A day after U.K. Information Commissioner John Edwards made his first major public speech since his January appointment, Department of Digital, Culture, Media and Sport Director James Snook joined keynote panelists Ruth Boardman of Bird & Bird, Hogan Lovells Partner Eduardo Ustaran, CIPP/E, and IAPP Chief Knowledge Officer Caitlin Fennessy, CIPP/US, Thursday for a wide-ranging discussion on U.K. reforms, including potential adequacy agreements, prospects for increased data localization, and, relatedly, the chances of a replacement for the EU-US Privacy Shield arrangement.

With U.S. President Joe Biden in Brussels Thursday for discussions with NATO allies on a response to Russia's war against Ukraine, some rumors are swirling that a Privacy Shield replacement may be announced soon. Though there's been a slow drip of news stories that an agreement is pending in recent weeks, details for an agreement remain vague. 

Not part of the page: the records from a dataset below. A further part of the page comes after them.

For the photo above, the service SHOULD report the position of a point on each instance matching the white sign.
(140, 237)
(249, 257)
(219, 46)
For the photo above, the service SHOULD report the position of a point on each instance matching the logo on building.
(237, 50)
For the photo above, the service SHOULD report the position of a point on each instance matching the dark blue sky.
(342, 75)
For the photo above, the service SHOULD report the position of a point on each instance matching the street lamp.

While Thursday's keynote panels were on stage discussing U.K. reforms and transfers, Politico reported that "Political pressure from senior political leaders on both sides of the Atlantic, including European Commission President Ursula von der Leyen, is mounting to approve a new Privacy Shield pact as early as this week with technical details to be smoothed out over the coming weeks." 

Though the devil will certainly be in the details, separate talks between the U.K. and U.S. are also ongoing. The DCMS's Snook said the U.K. government is "having constructive conversations" with their U.S. counterparts and noted that both sides, as well as the EU, "share similar priorities." 

Privacy Shield replacement negotiations aside, Snook said data is a global issue and that there's a responsibility on governments to create a better and more sustainable structure to facilitate global data flows. 

For the U.K., data protection law reforms means it is walking a fine line between reforming the U.K. General Data Protection Regulation while continuing to keep its adequacy status with the EU.

Ustaran suggested people should "relax a bit" about adequacy. It's "not something you play with," he said, adding, "it's not a bargaining chip." He said there is a long tradition of data protection in the U.K. and that the direction of reform still moves in the same direction as the EU. Other countries, he said, have been trying to achieve adequacy for years, but during Brexit, the U.K. was still able to gain adequacy. "My message to you," he said, "is don't worry so much about adequacy. It's not going to go. There are much bigger problems in the world than losing adequacy, and it's not at risk in the way that people appear to think." 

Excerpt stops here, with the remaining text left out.